There have been many other definitions of shared leadership, but I like the work of Walker et al (2008) who completed a 3 year study based on 68 branch managers and concluded for team leadership to occur the following needs to be present:
- The team resolves differences to reach an agreement
- Tasks are distributed properly to take advantage of the skills within the team
- Information about the company and its strategy is shared openly with the team
- Teamwork is promoted within the team itself
- They work together to find ways to be more productive and efficient.
This is in contrast to vertical leadership where one person is positioned as the senior individual and resides above the team members in terms of hierarchy. They have formal authority over the team and will have a strong say in the processes/systems the team employ to achieve their outcomes.
The case for shared leadership
- It can promote diversity in decision making – “two heads are better than one”
- Increased commitment and shared accountability
- Increased engagement due to having autonomy and a say in the direction and output of the tasks
- A less stressful experience as the decision making is not a burden to one individual
- Blending of skills can produce better results. For example a balance between task orientation and behaviour orientation
- Can be extremely beneficial for start up or high growth organisations where there is a need to ‘rally round’ to achieve results.
It’s not for every organisation…
- Can slow down the pace of action
- Dealing with team dynamics can be challenging, particularly if there are strong personalities in the team
- Fundamentally changes the way decisions are made at every level
- Difficult to switch to autocratic leadership when needed
- More difficult in traditional/established organisations
- Not everyone does there best work in a team. Some individuals like the solitude of and focus that working alone can provide.
- Some people may feel more comfortable with a recognised individual in authority
If you are going to give it a go, here’s what you should bear in mind
Appoint a sponsor – This should be someone outside of the team who can be called in to mediate and sense check on progress. It doesn’t have to be a senior individual, but having a sponsor could ease any potential conflicts within the team.
Agree the ways of working – Before the team rush off to begin, there needs to be agreement on how they will all work together. Anyone not bought into this process should have the option to leave the team (with no judgement passed).
Appoint your ‘spokesman’ – If working within a large team and there is a need to give updates on progress, logistically it might not work to have all the team members present.
Agreeing who will act as the ‘spokesman’ for the team (and I would suggest more than one person) can make the team more productive.

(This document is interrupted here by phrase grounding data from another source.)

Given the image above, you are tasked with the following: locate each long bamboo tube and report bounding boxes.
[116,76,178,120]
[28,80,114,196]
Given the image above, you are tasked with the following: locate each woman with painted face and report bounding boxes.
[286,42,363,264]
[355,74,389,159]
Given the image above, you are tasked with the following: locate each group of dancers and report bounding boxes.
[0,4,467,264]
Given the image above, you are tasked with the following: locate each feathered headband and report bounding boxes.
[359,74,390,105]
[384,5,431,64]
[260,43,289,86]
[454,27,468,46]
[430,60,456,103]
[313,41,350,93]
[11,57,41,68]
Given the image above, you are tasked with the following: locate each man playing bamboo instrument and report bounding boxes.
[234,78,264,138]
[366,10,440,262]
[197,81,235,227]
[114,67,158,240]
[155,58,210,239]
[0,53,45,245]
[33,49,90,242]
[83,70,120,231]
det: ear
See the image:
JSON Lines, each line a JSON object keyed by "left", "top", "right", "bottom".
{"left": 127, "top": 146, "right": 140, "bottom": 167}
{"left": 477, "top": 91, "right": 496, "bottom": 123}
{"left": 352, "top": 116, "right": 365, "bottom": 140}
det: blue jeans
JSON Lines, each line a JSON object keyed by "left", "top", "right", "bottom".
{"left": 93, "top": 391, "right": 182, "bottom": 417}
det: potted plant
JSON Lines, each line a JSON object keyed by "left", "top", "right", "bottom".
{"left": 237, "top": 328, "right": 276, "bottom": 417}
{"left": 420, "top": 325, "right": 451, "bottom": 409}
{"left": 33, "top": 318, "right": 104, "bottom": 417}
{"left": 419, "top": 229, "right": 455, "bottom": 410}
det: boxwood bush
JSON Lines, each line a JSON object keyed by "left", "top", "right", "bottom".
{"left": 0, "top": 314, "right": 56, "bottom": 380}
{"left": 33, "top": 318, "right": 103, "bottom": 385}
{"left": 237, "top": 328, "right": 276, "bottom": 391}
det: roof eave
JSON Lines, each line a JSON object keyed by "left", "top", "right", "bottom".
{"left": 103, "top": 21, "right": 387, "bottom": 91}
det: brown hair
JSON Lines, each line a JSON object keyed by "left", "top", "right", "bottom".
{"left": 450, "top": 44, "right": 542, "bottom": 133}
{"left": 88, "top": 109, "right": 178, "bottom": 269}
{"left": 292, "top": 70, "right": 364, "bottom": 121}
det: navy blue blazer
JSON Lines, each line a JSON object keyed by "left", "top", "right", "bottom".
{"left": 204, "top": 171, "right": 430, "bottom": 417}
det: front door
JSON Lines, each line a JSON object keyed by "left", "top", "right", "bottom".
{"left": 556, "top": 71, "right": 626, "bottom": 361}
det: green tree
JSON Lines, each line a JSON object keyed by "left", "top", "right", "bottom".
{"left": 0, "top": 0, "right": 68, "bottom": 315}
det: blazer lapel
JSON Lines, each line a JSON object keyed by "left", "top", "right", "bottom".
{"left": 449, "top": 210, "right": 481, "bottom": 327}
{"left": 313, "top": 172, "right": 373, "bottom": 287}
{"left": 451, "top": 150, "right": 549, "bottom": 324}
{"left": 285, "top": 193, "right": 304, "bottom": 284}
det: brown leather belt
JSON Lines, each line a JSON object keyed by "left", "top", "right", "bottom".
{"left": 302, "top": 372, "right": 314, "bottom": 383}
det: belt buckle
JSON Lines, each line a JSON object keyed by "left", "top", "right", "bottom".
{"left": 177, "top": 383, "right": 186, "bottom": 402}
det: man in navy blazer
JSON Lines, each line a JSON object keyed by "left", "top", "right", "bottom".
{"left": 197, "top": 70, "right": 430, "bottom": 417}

There’s still more to explore…
Whilst it is a leadership style that can be traced back to Republican Roman times, shared leadership is an approach that still needs more research. Like many management approaches, it has its limitations and it’s not for every organisation or individual. I would be interested in studies that look at performance outcomes of shared leadership vs traditional teams to help understand the conditions that gave rise to that increased performance.
In the meantime, shared leadership is not going anywhere and it might be an interesting concept to try in your team or organisation. Nothing ventured, nothing gained!